NBC has a series of public service announcements entitled "The More You Know." It offers advice on navigating pressing social issues. The general idea is that if we are just aware and have the information, we can make good decisions, be healthier, and safer. Does it really come down to being informed?
I have written previous posts that offer trends and issues that are killing the visible church in America. All of the issues and trends come back to a common source: trusting ourselves more than Christ and His gospel. We reduce it all to information to know or just "being informed," then we, in our infinite wisdom and abilities, can live the "Christian life."
Some Christians can tell you basic aspects of the gospel. Many talk about the gospel in church. Many hear the word gospel and make it a synonym for the word "true." However, few can tell someone else the gospel accurately (that is according to how Scripture describes it) and even fewer actually live the gospel. We have reduced the gospel to a bit of information to know. Church preaching and teaching often focuses on "practical" needs like how to have a better marriage, manage finances, raise kids, overcome anxiety, etc. Scripture certainly addresses these things, but it always points back to Christ and His gospel in these matters.
The gospel is not simply a bit of information to know. The gospel is to be lived out, for it is the only thing powerful enough to transform every part of our lives and shape our eternity.
Romans 1:16-17 makes this clear. The apostle Paul spoke of being obligated to both Greeks and barbarians, to the foolish and the wise (v. 8-15). Paul crossed social boundaries between such groups and this would have been suspicious behavior in the ancient world. Yet, he is not ashamed of the gospel. He is not embarrassed by it because it is the power of God, more powerful than any social norm or boundary. He is also not embarrassed by it because it reveals God's righteousness. God did not wink at our sins and negate His moral attributes. He punished sin at the cross. The fact that the punishment is not upon us is called mercy and grace. This mercy and grace can only be handed out by the One against whom the sin was committed. God satisfies His justice and mercy at the cross.

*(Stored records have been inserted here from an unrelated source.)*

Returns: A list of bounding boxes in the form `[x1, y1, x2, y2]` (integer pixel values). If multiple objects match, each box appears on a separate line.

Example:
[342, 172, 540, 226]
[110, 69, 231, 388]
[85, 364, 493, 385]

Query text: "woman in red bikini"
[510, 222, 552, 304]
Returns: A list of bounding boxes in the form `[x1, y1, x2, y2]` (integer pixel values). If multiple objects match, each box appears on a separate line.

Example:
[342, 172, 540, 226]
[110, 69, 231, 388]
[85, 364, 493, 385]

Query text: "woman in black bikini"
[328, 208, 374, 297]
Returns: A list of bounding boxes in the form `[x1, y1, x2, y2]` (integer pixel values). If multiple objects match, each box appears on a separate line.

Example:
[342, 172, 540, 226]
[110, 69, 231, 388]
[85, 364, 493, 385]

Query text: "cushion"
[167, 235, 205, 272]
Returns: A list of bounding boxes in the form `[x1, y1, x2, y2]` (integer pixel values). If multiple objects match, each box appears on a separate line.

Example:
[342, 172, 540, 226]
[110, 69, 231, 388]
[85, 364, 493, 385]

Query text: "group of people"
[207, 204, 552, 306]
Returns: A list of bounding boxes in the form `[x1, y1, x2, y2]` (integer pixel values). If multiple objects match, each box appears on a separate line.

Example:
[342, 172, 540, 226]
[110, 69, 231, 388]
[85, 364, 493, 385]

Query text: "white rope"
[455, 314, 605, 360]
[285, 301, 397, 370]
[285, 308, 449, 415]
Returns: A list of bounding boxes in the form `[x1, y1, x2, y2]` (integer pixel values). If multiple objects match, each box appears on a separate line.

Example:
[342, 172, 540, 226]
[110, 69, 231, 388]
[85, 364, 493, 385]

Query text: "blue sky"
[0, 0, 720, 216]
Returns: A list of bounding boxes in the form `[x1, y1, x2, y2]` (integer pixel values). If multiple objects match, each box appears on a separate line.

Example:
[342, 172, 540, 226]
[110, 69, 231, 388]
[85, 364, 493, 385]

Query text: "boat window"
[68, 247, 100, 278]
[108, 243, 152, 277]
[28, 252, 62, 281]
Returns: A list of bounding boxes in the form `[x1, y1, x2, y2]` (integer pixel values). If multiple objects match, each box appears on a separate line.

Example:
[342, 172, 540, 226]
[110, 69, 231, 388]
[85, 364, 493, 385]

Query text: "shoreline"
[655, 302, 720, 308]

When Christians live out the gospel in daily life, growing in maturity, that is "from faith to faith," it impacts the world around us. The fact Christ died for our sins and rose again is not simply information for the new convert. It is a truth that is to be lived out by the believer. When we fail, Christ's work on the cross is where we return to get perspective and healing. Our salvation includes our spiritual growth (Philippians 2:12-13). We are saved by His grace and in that gospel He has provided opportunities to continue to grow in that salvation and grace (Ephesians 2:10). Both American Christians and the culture around us are missing out on the power of the gospel because we have reduced it to mere information instead of a daily lifestyle, and this is killing the church in America.